From c6a6f6a9905ab98516d944ac85933d016e4147fb Mon Sep 17 00:00:00 2001
From: Keisuke Kuroyanagi <ksk@google.com>
Date: Wed, 1 Oct 2014 11:21:08 +0900
Subject: [PATCH] Introduce NgramProperty in Java side.

Bug: 14425059
Change-Id: I8b3458ad22730b3dccbe0caea2c5930f5276dc82
---
 .../inputmethod/latin/NgramContext.java       | 10 +++-
 .../latin/makedict/NgramProperty.java         | 26 +++++++++
 .../latin/makedict/WordProperty.java          | 57 +++++++++++++------
 .../latin/utils/CombinedFormatUtils.java      |  7 ++-
 .../latin/BinaryDictionaryTests.java          | 18 +++---
 .../BinaryDictDecoderEncoderTests.java        |  4 +-
 .../latin/makedict/Ver2DictDecoder.java       |  4 +-
 .../latin/makedict/Ver4DictDecoder.java       |  5 +-
 .../latin/makedict/Ver4DictEncoder.java       |  5 +-
 .../inputmethod/latin/dicttool/Diff.java      |  2 +-
 .../inputmethod/latin/dicttool/Info.java      |  4 +-
 .../latin/dicttool/XmlDictInputOutput.java    |  6 +-
 12 files changed, 105 insertions(+), 43 deletions(-)

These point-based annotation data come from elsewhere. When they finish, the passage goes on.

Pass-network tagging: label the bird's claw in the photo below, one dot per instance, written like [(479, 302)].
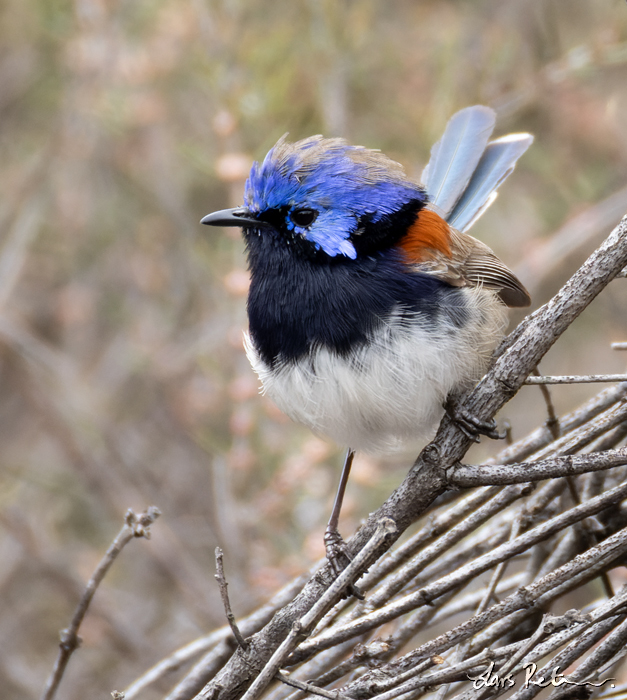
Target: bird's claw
[(338, 559), (471, 426)]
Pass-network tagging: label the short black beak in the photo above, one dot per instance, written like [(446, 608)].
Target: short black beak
[(231, 217)]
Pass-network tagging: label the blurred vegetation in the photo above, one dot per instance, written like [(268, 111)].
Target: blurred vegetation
[(123, 380)]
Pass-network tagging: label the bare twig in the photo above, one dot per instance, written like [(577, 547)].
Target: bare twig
[(134, 526), (223, 585), (302, 627), (577, 379), (465, 476)]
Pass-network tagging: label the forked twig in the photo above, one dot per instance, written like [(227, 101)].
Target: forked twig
[(134, 526)]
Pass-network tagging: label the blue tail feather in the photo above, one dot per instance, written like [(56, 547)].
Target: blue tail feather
[(464, 170)]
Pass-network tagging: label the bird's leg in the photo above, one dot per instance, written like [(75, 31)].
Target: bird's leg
[(469, 424), (333, 542)]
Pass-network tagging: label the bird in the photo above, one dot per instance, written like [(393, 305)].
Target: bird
[(370, 306)]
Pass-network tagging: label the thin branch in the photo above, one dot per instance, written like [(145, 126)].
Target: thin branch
[(301, 628), (577, 379), (134, 526), (466, 476), (223, 585), (284, 677), (463, 574), (552, 421)]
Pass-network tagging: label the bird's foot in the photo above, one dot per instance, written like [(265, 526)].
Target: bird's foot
[(338, 559), (470, 425)]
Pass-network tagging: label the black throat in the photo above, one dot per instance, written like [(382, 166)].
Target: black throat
[(297, 304)]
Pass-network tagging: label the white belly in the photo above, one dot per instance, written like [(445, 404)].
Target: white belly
[(390, 393)]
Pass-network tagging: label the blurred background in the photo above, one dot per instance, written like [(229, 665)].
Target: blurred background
[(123, 382)]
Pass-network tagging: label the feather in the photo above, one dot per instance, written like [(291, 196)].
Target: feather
[(496, 164), (456, 155)]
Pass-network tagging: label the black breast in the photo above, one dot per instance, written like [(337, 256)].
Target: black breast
[(296, 304)]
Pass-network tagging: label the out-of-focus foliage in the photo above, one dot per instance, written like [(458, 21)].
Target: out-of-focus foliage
[(123, 379)]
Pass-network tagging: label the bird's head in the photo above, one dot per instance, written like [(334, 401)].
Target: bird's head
[(326, 200)]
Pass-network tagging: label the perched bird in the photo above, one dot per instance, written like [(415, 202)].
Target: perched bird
[(369, 305)]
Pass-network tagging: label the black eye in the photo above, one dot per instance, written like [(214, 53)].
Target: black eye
[(304, 217)]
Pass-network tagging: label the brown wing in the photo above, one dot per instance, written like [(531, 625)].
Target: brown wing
[(461, 260)]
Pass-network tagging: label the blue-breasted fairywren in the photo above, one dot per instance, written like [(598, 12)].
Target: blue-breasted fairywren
[(369, 305)]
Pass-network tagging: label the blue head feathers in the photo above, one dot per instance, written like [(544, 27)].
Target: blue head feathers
[(342, 199)]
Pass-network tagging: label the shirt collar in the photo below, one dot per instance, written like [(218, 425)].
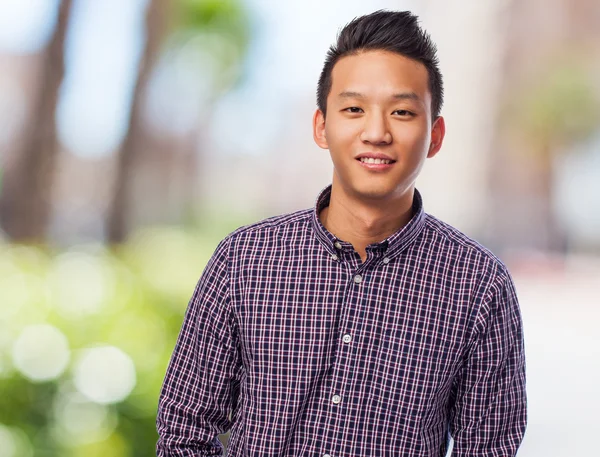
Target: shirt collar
[(392, 245)]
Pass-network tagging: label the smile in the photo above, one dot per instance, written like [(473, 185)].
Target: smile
[(376, 161)]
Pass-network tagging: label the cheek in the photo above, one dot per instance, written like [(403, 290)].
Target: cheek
[(415, 137)]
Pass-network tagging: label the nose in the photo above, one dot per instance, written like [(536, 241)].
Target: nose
[(376, 130)]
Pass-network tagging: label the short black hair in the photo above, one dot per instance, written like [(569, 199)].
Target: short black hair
[(393, 31)]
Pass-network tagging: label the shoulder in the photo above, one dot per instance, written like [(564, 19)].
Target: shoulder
[(266, 230), (459, 246)]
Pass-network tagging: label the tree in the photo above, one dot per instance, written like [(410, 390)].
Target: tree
[(25, 202), (204, 23)]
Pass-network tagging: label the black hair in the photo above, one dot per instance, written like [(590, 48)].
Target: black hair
[(393, 31)]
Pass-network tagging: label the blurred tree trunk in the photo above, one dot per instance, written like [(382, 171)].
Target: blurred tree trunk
[(133, 145), (25, 202)]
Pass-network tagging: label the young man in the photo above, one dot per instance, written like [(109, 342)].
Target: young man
[(362, 327)]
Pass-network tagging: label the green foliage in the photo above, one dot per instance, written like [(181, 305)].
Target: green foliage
[(561, 107), (131, 298), (213, 34)]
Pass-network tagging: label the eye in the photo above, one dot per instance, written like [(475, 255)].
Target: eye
[(353, 109), (403, 112)]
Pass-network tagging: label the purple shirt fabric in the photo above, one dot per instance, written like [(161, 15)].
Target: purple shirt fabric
[(298, 348)]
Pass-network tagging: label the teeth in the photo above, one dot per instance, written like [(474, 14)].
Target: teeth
[(371, 160)]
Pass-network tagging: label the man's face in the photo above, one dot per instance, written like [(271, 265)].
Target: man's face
[(379, 105)]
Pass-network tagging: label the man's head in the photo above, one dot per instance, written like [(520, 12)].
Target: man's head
[(392, 31), (379, 100)]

 create mode 100644 java/src/com/android/inputmethod/latin/makedict/NgramProperty.java

diff --git a/java/src/com/android/inputmethod/latin/NgramContext.java b/java/src/com/android/inputmethod/latin/NgramContext.java
index c35c6e2c83..6d438584fd 100644
--- a/java/src/com/android/inputmethod/latin/NgramContext.java
+++ b/java/src/com/android/inputmethod/latin/NgramContext.java
@@ -169,8 +169,14 @@ public class NgramContext {
 
     @Override
     public int hashCode() {
-        // Just for having equals().
-        return mPrevWordsInfo[0].hashCode();
+        int hashValue = 0;
+        for (final WordInfo wordInfo : mPrevWordsInfo) {
+            if (wordInfo == null || !WordInfo.EMPTY_WORD_INFO.equals(wordInfo)) {
+                break;
+            }
+            hashValue ^= wordInfo.hashCode();
+        }
+        return hashValue;
     }
 
     @Override
diff --git a/java/src/com/android/inputmethod/latin/makedict/NgramProperty.java b/java/src/com/android/inputmethod/latin/makedict/NgramProperty.java
new file mode 100644
index 0000000000..99e0e273f9
--- /dev/null
+++ b/java/src/com/android/inputmethod/latin/makedict/NgramProperty.java
@@ -0,0 +1,26 @@
+package com.android.inputmethod.latin.makedict;
+
+import com.android.inputmethod.latin.NgramContext;
+
+public class NgramProperty {
+    public final WeightedString mTargetWord;
+    public final NgramContext mNgramContext;
+
+    public NgramProperty(final WeightedString targetWord, final NgramContext ngramContext) {
+        mTargetWord = targetWord;
+        mNgramContext = ngramContext;
+    }
+
+    @Override
+    public int hashCode() {
+        return mTargetWord.hashCode() ^ mNgramContext.hashCode();
+    }
+
+    @Override
+    public boolean equals(Object o) {
+        if (o == this) return true;
+        if (!(o instanceof NgramProperty)) return false;
+        final NgramProperty n = (NgramProperty)o;
+        return mTargetWord.equals(n.mTargetWord) && mNgramContext.equals(n.mNgramContext);
+    }
+}
diff --git a/java/src/com/android/inputmethod/latin/makedict/WordProperty.java b/java/src/com/android/inputmethod/latin/makedict/WordProperty.java
index cd78e22356..46705f9db1 100644
--- a/java/src/com/android/inputmethod/latin/makedict/WordProperty.java
+++ b/java/src/com/android/inputmethod/latin/makedict/WordProperty.java
@@ -18,6 +18,8 @@ package com.android.inputmethod.latin.makedict;
 
 import com.android.inputmethod.annotations.UsedForTesting;
 import com.android.inputmethod.latin.BinaryDictionary;
+import com.android.inputmethod.latin.NgramContext;
+import com.android.inputmethod.latin.NgramContext.WordInfo;
 import com.android.inputmethod.latin.utils.CombinedFormatUtils;
 import com.android.inputmethod.latin.utils.StringUtils;
 
@@ -33,16 +35,17 @@ public final class WordProperty implements Comparable<WordProperty> {
     public final String mWord;
     public final ProbabilityInfo mProbabilityInfo;
     public final ArrayList<WeightedString> mShortcutTargets;
-    public final ArrayList<WeightedString> mBigrams;
+    public final ArrayList<NgramProperty> mNgrams;
     // TODO: Support mIsBeginningOfSentence.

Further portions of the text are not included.